How to Detect Anomalies in High Cardinality Dimensions and Make Them Actionable

Shankar Vedaraman (Netflix), Christopher Colburn (Netflix)
10:40am–11:20am Thursday, 02/19/2015
Data Science
Location: LL20 A
Average rating: ****.
(4.65, 23 ratings)

Anomaly detection is the process of identifying data points that do not conform to normal behavior, and it is used ubiquitously at Netflix. For example, real-time systems detect, and raise, outliers when internal systems do not meet some service level agreement. In data warehousing applications, traditional outlier detection methods (e.g. some number of standard deviations) will work for low cardinality dimensions that are normally distributed, but typically dimensions of interest are neither normally distributed nor have low cardinality. In these settings the number of false positives/negatives create an unnecessary overhead and limit the end-user’s ability to respond.

In this session, we present a case study at Netflix where we deployed a variant of the Singular Value Decomposition for anomaly detection in high cardinality dimensions. We then wrapped this in a Business Intelligence tool to present actionable insights for business use.

We will then discuss a specific application centered on payment processing. With more than 50 Million customers worldwide, Netflix has to ensure that the payment methods provided by customers do not fail due to processing problems in the payment network. A typical payment transaction goes through at least 4 external participants (issuers, acquirers, payment gateways, processors, etc…) in addition to Netflix’s systems. The wide array of banks that customers use to pay for Netflix creates this high cardinality dimension, and the complexity of the payment transaction necessitates the need for a different solution than the common methods mentioned above. We will also present the decoupled architecture in the cloud that enables us to provide a highly performing, scalable solution.

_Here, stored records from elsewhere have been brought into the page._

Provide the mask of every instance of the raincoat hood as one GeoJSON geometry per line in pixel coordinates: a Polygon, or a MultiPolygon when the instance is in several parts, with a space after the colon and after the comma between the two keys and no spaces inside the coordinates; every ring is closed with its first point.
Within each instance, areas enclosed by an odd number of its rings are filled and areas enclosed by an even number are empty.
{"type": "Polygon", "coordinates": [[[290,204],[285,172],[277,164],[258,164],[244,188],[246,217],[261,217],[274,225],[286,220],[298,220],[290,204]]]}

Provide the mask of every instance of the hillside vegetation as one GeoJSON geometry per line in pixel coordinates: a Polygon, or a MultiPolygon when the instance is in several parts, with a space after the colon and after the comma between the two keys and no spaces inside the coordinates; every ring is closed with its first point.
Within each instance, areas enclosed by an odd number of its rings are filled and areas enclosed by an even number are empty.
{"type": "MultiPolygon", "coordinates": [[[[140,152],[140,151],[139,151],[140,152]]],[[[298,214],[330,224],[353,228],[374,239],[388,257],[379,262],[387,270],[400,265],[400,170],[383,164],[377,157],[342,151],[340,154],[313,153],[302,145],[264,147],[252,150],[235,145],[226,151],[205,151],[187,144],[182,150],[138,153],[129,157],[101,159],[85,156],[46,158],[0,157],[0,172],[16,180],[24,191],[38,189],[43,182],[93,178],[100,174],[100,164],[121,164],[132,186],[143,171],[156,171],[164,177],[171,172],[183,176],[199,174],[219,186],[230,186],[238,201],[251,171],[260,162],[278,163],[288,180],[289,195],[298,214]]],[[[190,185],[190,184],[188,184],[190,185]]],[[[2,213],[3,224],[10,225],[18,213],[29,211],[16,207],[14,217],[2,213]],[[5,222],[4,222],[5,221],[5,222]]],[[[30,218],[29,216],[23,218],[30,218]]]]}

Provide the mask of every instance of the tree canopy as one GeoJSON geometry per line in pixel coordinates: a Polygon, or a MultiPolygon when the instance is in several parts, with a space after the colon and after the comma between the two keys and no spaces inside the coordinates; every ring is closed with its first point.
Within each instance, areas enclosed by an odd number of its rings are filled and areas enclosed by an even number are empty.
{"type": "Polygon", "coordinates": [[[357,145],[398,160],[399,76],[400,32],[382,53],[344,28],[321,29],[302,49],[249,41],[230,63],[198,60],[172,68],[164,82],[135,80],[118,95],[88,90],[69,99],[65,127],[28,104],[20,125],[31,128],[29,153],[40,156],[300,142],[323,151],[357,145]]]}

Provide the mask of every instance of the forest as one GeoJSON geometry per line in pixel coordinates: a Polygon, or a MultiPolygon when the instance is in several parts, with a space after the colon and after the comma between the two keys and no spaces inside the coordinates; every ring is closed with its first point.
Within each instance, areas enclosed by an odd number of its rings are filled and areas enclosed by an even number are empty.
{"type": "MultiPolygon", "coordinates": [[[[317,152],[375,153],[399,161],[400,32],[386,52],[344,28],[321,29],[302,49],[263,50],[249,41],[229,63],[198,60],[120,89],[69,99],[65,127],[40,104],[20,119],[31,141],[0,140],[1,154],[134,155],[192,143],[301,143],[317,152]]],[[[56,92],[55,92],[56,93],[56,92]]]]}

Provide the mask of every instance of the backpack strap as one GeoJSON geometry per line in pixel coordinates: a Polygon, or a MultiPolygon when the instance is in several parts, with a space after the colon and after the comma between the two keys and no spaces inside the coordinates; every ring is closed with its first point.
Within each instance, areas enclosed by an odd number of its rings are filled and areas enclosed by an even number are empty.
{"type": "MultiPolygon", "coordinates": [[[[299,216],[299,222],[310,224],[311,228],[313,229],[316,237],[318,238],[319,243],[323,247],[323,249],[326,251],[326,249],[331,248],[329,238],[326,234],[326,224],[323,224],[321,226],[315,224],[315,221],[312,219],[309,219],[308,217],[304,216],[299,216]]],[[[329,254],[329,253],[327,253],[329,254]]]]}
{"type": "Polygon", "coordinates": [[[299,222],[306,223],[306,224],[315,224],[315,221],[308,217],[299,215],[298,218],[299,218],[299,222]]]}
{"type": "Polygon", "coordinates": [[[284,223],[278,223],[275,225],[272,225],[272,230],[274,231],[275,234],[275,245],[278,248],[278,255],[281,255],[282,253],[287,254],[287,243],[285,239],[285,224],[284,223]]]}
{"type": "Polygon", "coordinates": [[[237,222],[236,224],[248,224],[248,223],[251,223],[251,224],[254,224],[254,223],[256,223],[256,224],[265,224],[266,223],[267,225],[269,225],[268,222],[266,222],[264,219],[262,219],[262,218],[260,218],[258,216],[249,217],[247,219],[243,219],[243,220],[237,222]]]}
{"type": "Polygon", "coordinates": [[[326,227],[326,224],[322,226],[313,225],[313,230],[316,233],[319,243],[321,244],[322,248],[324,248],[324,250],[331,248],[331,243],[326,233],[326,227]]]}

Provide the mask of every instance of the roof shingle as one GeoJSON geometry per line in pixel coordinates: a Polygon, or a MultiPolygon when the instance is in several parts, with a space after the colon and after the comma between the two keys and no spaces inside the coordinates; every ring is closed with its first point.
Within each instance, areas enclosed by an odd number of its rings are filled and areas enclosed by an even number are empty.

Photo of Shankar Vedaraman

Shankar Vedaraman


Shankar Vedaraman leads the data engineering org for Growth, Business operations, and Infrastructure at Netflix. His team is responsible for engineering and managing data models and services that enable data consumption for a variety of use cases. Shankar Vedaraman is passionate about engineering data products that drive data-driven research to solve business problems

Photo of Christopher Colburn

Christopher Colburn


Christopher Colburn is just another data scientist at Netflix.

Comments on this page are now closed.


Picture of Shankar Vedaraman
Shankar Vedaraman
02/22/2015 2:30am PST

Hi Javier and Chris,

Yes, we’ll post the slides. We used Prezi and need to download as PDF, adjust a bit and then upload. We’ll do it on Monday. For now, you can go to the link below for the open source details.

Chris Barbosky
02/22/2015 2:23am PST

Yes, the slides would be helpful, at least please post the info the items that will be open sourced. Thanks! Great talk!

Javier von Stecher
02/21/2015 7:14am PST

I enjoyed this talk a lot. Are you going to post the slides?